Un autre voisin avec lequel il faut composer est l’Italie, sur le territoire de laquelle se trouve environ 80% de la surface du lac Majeur. Une querelle transnationale de longue date oppose les intérêts agricoles de la plaine du Pô à ceux des communes tessinoises en amont.

Ces dernières souhaitent que le niveau moyen du lac (réglé par un barrage situé en Italie) soit maintenu plus bas afin de limiter le risque d’inondation en cas de pluies violentes et soudaines. En revanche, ceux qui vivent de l’agriculture un peu plus au sud aimeraient que le niveau du lac soit élevé durant les mois d’hiver afin de garantir un approvisionnement en eau pendant les périodes de sécheresse.

Et quand le niveau est plus élevé, cela impacte aussi fortement les Bolle di Magadino. Cinquante centimètres d’eau en plus au printemps suffiraient à «étouffer» environ 60 hectares de marais, explique Nicola Patocchi.

Pour faire valoir l’intérêt de la zone protégée, la Fondation participe actuellement à une étude interrégionale impliquant la station de capture et de baguage d’oiseaux des Bolle et un radar, placé à quelques kilomètres de là, qui surveille le passage des oiseaux dans le ciel. L’objectif est de comprendre l’influence du niveau des eaux sur la décision des oiseaux migrateurs de s’arrêter ou non sur l’«aire de service» pour faire le plein.

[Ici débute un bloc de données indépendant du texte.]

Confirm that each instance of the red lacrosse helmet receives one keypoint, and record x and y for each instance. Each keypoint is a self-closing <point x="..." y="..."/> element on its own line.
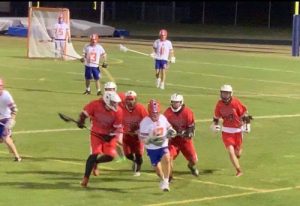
<point x="154" y="109"/>
<point x="94" y="37"/>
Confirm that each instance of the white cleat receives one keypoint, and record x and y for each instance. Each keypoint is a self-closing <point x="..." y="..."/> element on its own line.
<point x="137" y="174"/>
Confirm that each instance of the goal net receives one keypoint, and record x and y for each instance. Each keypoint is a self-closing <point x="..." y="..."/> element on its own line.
<point x="41" y="28"/>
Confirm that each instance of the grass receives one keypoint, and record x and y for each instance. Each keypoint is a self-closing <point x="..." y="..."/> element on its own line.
<point x="54" y="161"/>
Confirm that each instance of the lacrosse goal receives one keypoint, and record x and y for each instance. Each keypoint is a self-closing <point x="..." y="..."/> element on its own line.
<point x="41" y="23"/>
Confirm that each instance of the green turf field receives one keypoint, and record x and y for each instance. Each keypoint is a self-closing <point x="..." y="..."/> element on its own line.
<point x="265" y="78"/>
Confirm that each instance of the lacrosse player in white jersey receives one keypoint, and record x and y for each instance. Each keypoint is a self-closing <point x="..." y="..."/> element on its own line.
<point x="8" y="111"/>
<point x="61" y="36"/>
<point x="154" y="133"/>
<point x="92" y="54"/>
<point x="162" y="51"/>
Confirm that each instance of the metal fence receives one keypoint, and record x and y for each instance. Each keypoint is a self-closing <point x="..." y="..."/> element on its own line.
<point x="238" y="13"/>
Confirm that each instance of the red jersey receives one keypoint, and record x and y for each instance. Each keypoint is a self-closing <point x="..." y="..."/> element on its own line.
<point x="230" y="113"/>
<point x="103" y="121"/>
<point x="122" y="97"/>
<point x="180" y="120"/>
<point x="132" y="119"/>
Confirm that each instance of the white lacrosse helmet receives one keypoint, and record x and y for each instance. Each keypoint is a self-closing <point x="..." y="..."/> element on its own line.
<point x="109" y="86"/>
<point x="226" y="88"/>
<point x="111" y="100"/>
<point x="176" y="98"/>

Une garantie contre le changement climatique

Mais il y a aussi des collaborations transnationales. Un important projet de revalorisationLien externe du corridor écologique du fleuve Tessin (dont les Bolle font partie), de ses sources en Suisse à son confluent avec le Pô près de Pavie, est actuellement à l’étude, qui implique les organismes responsables de la gestion des zones protégées des deux côtés de la frontière, diverses ONG et des administrations publiques.

Faire en sorte que la biodiversité s’y développe n’est pas seulement dans l’intérêt des ornithologues. Les quelques zones où l’on peut encore observer une grande diversité des espèces sont menacées par l’activité humaine et le changement climatique.

«Avec la hausse des températures, il y a un risque de décalage, par exemple, entre le moment où les oiseaux décident de migrer et celui où les insectes et la nourriture sont abondants», explique Cornelia Krug. À cela s’ajoutent les événements extrêmes que le changement climatique provoquera de plus en plus souvent: tempêtes, glissements de terrain, incendies et longues périodes de sécheresse auxquelles les plantes et les animaux auront du mal à résister.

En même temps, ces îlots de nature représentent une garantie contre le dérèglement climatique. Par exemple, «les zones humides peuvent recueillir l’excès d’eau et protéger les terres environnantes des inondations», souligne Cornelia Krug. «Et elles peuvent aussi absorber l’excès de CO2 dans l’atmosphère et le stocker dans la végétation et dans le sol».

«Cela découle du simple bon sens: toutes les mesures de soutien à la biodiversité sont aussi des mesures d’atténuation des conséquences du changement climatique», ajoute en écho Nicola Patocchi. «Plus il y a de biodiversité, plus un système a la capacité concrète de s’adapter. En perdant la biodiversité, le système se rigidifie et se casse la figure». Comme chacun le ferait sur la marche endommagée d’un escalier en bois.

Aux yeux du monde scientifique, comme à ceux de Cornelia Krug et Nicola Patocchi, l’objectif 30×30 est tout à fait raisonnable. Pour le biologiste «diplomate» des Bolle di Magadino, un accord international comme celui de Montréal sera une carte de plus à jouer pour inciter les autorités, l’opinion publique et la démocratie à agir pour étendre quantitativement et qualitativement l’infrastructure écologique avant que la nature ne perde la partie – et que tout le monde la perde avec elle.


* Le 21 juin, il a été annoncé que la COP 15 sur la biodiversité, initialement prévue à Kunming, en Chine, se tiendrait à Montréal, au Canada, du 5 au 17 décembre 2022. Décision prise en raison des incertitudes persistantes sur l’évolution de la pandémie de Covid-19Lien externe. La Chine en assurera toutefois la présidence.